They can be trained to be good hunters, trackers, performers, watchdogs, and companions. Whether you get your dog a new puppy or one that is older, both need basic training to be the best pet they can be. Read on about how to teach your dog easily and effectively.
Rules for Early Training
Poodles are highly intelligent dogs that are enthusiastic learners. They have a desire to please and respond positively to the encouragement that encompasses praise, repetition, and positive reinforcement, making obedience training fairly straightforward. If you are starting a training regimen with your dog, then there are some good guidelines to follow as you begin the process:
- Set aside a regular time each day to do training
- Keep sessions short and fun
- Consistency: make sure that each time you work with your Poodle, they are corrected for things they do wrong (but not shouted at) and given lots of praise when they do things correctly
- Keep things simple: teach one command at a time so it’s not confusing
- Praise is important! Your dog wants to please you, so when they do things right give them lots of love and praise
- Never use physical punishment: only use the word NO to correct the wrong behavior
- Don’t bring your new puppy home before eight weeks of age, preferably after 12 weeks—they learn from their mom and it hinders training
What Training Should I Start With?
Housetraining is a good place to start. Dogs need to go out on a regular basis so that they get used to going to the bathroom on grass.
Take them out first thing in the morning and watch for signs your puppy needs to go to the bathroom throughout the day. If they start circling and sniffing around, it’s time to go out.
If they start to go before they get outside, pick them up and take them to the proper place so they begin to understand where that place is. It’s important that you keep an eye on your Poodle when they are inside so you can see signs of when they need to go.
They should be taken out every hour or so no matter what. If they don’t pee, then try again after 30 minutes. If your Poodle goes to the bathroom outside, praise and reward with a small treat such as Zukes Mini Naturals Peanut Butter Treats. Positive reinforcement is a big help.
You can crate train your dog to help with housetraining but if you would rather not crate train then create a space in the house where they can go if they cannot get outside. Training pads at one end of the room opposite to their bed and toys is helpful as they won’t soil near their own living space. They will gravitate toward the pads.
Crate Training for Your Poodle
Crate training your Poodle helps in many ways, including housetraining and easing anxiety. Before any crate training starts, make sure you have the right size crate and all the comforts needed. The crate should be one that is large enough for you Poodle to stand up and lie down in without a problem. Too much space, however, is not always helpful. A good crate should have:
Once you have the crate, you can make it more homey with a bed and a toy or two. The goal of a crate is to make it a positive safe space for your Poodle. A water dish can be added once your pup is housetrained and is in it for longer periods of time.
Use the crate to overnight your pup or if you are away for longer periods. It helps train your Poodle to hold their urge to go. When you’re crate training, take your Poodle outside right before and after they are in their crate. Once they go, give them a reward for doing it.

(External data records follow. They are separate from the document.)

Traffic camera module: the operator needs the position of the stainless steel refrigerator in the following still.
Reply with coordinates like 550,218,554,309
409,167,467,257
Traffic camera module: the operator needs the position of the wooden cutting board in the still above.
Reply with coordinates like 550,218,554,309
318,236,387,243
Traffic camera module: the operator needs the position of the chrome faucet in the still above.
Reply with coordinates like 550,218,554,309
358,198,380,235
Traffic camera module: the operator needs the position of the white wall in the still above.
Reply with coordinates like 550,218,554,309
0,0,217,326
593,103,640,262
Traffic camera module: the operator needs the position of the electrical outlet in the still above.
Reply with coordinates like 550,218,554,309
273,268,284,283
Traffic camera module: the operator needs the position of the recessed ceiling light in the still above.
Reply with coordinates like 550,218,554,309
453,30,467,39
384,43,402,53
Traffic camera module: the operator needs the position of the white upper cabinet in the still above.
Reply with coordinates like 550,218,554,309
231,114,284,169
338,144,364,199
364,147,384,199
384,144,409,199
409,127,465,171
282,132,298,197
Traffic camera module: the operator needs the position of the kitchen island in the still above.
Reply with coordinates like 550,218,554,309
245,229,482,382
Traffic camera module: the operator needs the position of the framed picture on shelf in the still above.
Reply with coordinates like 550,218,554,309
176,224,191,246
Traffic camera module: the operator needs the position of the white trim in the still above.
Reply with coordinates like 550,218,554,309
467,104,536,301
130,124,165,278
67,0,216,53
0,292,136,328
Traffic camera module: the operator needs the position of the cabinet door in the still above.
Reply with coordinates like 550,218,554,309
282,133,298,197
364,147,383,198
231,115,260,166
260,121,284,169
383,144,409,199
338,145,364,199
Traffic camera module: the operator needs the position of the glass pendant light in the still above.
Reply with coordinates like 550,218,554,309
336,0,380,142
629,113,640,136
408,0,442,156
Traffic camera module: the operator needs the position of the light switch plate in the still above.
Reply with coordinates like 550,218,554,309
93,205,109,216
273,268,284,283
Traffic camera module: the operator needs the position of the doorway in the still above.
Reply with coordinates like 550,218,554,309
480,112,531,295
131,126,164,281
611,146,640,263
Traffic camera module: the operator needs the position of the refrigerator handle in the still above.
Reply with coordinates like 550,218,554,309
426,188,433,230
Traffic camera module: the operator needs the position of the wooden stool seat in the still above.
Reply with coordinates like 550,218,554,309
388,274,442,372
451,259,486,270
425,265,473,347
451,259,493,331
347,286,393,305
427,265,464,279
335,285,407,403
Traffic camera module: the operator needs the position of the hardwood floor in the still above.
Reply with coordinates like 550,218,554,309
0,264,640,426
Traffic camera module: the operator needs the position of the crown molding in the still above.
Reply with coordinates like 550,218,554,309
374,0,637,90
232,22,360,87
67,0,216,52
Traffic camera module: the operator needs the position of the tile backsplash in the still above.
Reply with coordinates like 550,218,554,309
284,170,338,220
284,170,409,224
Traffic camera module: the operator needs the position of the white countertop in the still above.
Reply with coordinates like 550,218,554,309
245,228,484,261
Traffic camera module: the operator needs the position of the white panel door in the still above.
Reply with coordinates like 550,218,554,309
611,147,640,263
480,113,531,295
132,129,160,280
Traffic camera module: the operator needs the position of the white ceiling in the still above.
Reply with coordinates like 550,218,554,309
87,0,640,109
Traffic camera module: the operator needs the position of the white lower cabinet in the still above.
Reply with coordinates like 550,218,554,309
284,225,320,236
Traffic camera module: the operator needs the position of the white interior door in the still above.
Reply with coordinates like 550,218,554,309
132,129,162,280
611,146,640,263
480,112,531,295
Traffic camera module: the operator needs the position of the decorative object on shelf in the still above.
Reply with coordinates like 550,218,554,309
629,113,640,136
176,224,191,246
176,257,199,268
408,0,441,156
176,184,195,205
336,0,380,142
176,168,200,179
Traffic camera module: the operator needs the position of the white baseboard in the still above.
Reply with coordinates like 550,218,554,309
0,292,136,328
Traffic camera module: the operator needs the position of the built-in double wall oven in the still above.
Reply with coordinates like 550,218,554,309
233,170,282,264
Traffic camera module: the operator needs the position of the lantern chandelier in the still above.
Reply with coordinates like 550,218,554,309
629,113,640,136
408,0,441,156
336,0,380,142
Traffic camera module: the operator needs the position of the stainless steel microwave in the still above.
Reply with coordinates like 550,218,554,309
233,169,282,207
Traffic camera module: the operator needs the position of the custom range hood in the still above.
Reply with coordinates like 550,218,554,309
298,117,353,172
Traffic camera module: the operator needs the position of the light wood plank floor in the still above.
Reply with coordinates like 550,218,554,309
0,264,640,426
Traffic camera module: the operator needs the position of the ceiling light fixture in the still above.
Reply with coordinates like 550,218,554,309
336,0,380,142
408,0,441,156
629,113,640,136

It will also help if you take away their water two hours before bedtime so they can sleep longer without feeling the need to go. This can slowly change as they age but no water in the crate is helpful at the start of training.
Leash Training for Your Poodle
Leasing training is important for Poodles of all sizes. Most towns and cities have by-laws that require a dog to be on a leash both for the dog’s safety as well as the safety of other people. Poodles need to learn how to walk properly on their leash, so they won’t pull and tug as you walk down the street. You can use a No Pull Harness or a Buckle Down Collar.
Once again, treats are helpful when training your poodle. As a dog owner, your goal is to have the dogs follow your lead and not pull so when they look up at you or walk beside you, they should be praised. Poodles will soon learn that pulling ahead gets no reaction but walking properly rewards them. The other option for young dogs is to train them to sit and stay so whenever they start pulling you have them sit and stay so they refocus their attention on you rather than the what’s ahead of them.
Poodles are wonderfully smart and trainable pets. They have great potential to learn and move beyond basic training. Before they become a retriever, service dog, companion or watchdog, you need to make sure that they can undertake all the basic training first.
Being house and crate trained along with having good manners while walking on a leash are all things that will make your dog a polite pet that is respectful of their home and any other people and pets they interact with. With basic training perfected, your dog will be a joy to have in your home as well as lots of fun when you are out and about in your neighborhood.